Evrimdışı
Anlatmak istediğim bazı şeyler var. Bunu kısır siyasi tartışmalara girmeden yapmak istiyorum. Bir söz vardır, küçük zihinler kişileri, orta zihinler olayları, büyük zihinler fikirleri tartışır diye. Anlatmak istediğim şeyler var fakat insanların birçoğu dar kalıplarının dışına çıkmamaya yemin etmiş…

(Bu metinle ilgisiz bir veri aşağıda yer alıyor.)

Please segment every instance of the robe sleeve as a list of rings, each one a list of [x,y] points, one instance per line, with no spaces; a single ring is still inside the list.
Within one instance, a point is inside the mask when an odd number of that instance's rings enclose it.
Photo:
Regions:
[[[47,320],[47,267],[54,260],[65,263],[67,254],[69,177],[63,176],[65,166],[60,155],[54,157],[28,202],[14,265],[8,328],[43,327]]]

Eğitim hususundan yola çıkalım mı? Eğitim olmadan bir takım düzenin sağlam bir şekilde inşa edilmeyeceğini savunanlardanım. Eğitimsiz bir düzen ne yazık ki ölü doğar. Eğitimsiz insan ne yapar? Ben bilirim ben yaparım naraları atar. Her düzen benden sorulur, en iyi şeyleri ben yaparım der. Halbuki işin aslı öyle değildir. İşin aslı çalışmaktır, üretmektir ve başarmaktır. Var olduğumuz her anda insanlığa birtakım şeyler katmıyorsak eğer oksijen israfının ötesinde varlıklar değilizdir. Eğitimsiz insan sallar durur. Çünkü kendisi gibi bir kitlesi vardır. Ona inanan, onu destekleyen ve onunla aynı yolda yürüyen. Cehalet ile atılan adımları söylenen sözleri yiyebilene afiyet olsun!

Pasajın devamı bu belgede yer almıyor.